Today is Eliot’s birthday. He observes:

I am 59 years old today. Received warning that there was a good deal of counterfeit Confederate money afloat. So far, I have none of it. Just paid D. B. Smith $95.90 for land bought of him at the war tax sale. To-wit: from J. O’Daniel, 1476 acres, $19.71; Wm. Gilbert, 1920 acres for $25.06; Wm. Gilbert 640 acres for $9.68; M. Autry, 516 acres for $8.19; Jos Boyles, 1476 acres for $19.76. John H. Yerby, 960 acres for $13.52. Total number of acres – 6,988 acres bough for $95.90. Our revival services over 19 days of preaching. Sixty white and twenty negroes converted. Preaching at courthouse, fourteen were baptised as Baptists by Rev. Puryear. The preaching was done by Rev. Puryear, Rev. Eaves, Rev. Teas, Rev. Sanford, Rev. Leake, Rev Thomas, Rev. Smith, Rev. W B. Eaves lives at Marlin. Rev. Puryear lives at Richland; Rev. Leake and Rev. Smith are from Ellis County. Rev.
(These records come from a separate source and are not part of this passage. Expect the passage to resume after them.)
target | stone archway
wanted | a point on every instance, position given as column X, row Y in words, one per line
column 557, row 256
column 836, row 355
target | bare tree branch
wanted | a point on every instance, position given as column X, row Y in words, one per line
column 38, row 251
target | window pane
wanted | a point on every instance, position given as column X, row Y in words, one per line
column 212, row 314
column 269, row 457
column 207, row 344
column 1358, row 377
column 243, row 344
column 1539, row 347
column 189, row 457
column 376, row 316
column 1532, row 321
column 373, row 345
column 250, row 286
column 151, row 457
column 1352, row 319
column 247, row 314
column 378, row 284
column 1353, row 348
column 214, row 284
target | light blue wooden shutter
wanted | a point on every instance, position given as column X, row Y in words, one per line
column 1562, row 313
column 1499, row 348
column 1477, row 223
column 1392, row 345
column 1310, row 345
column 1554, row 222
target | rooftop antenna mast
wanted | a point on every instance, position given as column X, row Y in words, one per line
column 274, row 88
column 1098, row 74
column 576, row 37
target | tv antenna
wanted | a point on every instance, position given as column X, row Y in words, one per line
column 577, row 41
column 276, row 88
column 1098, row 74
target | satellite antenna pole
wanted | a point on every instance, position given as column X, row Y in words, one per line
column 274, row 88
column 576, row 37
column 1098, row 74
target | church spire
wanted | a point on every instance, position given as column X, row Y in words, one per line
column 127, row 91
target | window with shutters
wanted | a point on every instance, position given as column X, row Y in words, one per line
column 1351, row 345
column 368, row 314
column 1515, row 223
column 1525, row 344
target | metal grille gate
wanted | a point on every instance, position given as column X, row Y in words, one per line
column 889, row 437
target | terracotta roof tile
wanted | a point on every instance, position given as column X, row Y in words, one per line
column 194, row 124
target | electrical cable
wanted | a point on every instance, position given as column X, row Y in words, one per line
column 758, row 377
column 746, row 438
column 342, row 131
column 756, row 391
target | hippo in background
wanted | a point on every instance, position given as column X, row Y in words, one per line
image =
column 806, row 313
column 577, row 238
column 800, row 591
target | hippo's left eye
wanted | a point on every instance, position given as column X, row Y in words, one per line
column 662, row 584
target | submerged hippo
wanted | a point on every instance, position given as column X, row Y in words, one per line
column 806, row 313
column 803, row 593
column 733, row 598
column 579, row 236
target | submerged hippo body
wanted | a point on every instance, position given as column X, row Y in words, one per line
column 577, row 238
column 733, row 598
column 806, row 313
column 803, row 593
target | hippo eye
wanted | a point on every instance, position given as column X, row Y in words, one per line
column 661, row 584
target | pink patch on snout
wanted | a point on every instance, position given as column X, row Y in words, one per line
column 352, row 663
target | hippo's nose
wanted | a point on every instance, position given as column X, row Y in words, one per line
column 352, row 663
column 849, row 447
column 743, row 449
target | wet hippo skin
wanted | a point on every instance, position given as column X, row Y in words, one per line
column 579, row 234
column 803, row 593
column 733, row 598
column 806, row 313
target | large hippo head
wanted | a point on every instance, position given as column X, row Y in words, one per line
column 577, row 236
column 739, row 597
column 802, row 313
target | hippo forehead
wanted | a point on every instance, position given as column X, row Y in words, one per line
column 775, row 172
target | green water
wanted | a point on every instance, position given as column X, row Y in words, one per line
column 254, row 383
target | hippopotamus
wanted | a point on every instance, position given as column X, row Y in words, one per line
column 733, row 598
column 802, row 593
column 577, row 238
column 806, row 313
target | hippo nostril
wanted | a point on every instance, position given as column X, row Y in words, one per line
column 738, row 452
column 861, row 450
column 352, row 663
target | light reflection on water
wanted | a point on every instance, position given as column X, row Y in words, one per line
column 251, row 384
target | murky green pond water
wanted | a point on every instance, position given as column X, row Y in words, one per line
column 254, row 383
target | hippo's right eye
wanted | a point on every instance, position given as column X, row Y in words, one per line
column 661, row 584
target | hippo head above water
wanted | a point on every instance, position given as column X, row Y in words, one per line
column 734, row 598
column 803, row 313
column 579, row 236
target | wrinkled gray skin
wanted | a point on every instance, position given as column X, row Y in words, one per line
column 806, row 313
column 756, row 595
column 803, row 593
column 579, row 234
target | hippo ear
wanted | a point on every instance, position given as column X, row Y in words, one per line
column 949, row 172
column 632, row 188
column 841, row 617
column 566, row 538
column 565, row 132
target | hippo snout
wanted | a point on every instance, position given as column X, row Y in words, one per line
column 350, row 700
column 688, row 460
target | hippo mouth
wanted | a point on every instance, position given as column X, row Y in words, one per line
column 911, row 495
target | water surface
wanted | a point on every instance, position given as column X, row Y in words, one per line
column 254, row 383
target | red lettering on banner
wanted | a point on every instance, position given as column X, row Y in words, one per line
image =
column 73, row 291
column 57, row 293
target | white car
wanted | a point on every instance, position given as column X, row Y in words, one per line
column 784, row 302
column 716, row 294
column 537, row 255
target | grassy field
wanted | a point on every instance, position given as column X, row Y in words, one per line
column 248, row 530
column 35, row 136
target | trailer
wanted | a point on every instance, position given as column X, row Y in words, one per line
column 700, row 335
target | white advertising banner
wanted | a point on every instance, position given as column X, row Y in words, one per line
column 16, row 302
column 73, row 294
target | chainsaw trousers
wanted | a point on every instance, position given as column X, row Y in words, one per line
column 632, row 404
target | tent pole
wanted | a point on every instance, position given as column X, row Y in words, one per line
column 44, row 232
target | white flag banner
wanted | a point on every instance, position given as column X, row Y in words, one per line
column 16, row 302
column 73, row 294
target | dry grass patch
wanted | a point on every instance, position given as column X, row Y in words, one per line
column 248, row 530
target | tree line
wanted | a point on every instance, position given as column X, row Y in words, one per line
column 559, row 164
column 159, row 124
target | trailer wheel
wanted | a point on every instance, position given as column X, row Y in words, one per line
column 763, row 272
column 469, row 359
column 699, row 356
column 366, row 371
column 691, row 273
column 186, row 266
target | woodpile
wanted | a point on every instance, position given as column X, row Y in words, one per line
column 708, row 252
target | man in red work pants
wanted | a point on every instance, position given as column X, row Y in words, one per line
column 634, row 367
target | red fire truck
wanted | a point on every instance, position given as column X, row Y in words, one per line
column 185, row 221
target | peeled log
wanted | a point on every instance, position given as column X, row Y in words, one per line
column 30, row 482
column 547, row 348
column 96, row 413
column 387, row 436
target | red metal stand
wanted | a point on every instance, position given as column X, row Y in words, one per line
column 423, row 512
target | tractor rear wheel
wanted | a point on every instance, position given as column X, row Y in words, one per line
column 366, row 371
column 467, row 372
Modrell of Corsicana.

Slave conversions during Baptist revival meetings are not uncommon during the first two years of war, a time when the prospects of freedom remain distant for most African slaves. As an increasing number of slave runaways harm the Southern economy from late 1862 onward, counterfeit Confederate currency magnifies the region’s economic crisis. Many of the counterfeit notes are printed in the North and distributed southward as a way of intentionally undermining the Confederacy.

When the war ends in Southern defeat, Eliot, like many white Southerners, reacts pragmatically.

Sept. 1, ’65: — I called on Judge Walker and took the oath of allegiance to U. S. Government before S. Wright, Chief Justice of Navarro County.

In the wake of the emancipation of the South’s black population, life in the old Confederacy is different in the post-war years. Mere days after he pledges loyalty to the United States, Eliot’s “negroes” begin running away, in small groups or as individuals. Yet Eliot also recounts former slaves (previously owned by neighboring whites) coming to him and asking for help, but notes that “There is very little work in free American citizen of African descent” [that is, few former slaves seemed willing to work hard]. In 1866, Eliot some days works his fields with his own hands, and also hires several former slaves to assist in working his crops. He also helps in the “organization of a colored church for Corsicana.”

Eliot, in short, bears witness to and interacts with the changing and complex dynamics of race and labor in the immediate post war years, but, dying in 1870, does not live to see the ultimately chaotic nature of the latter years of Reconstruction.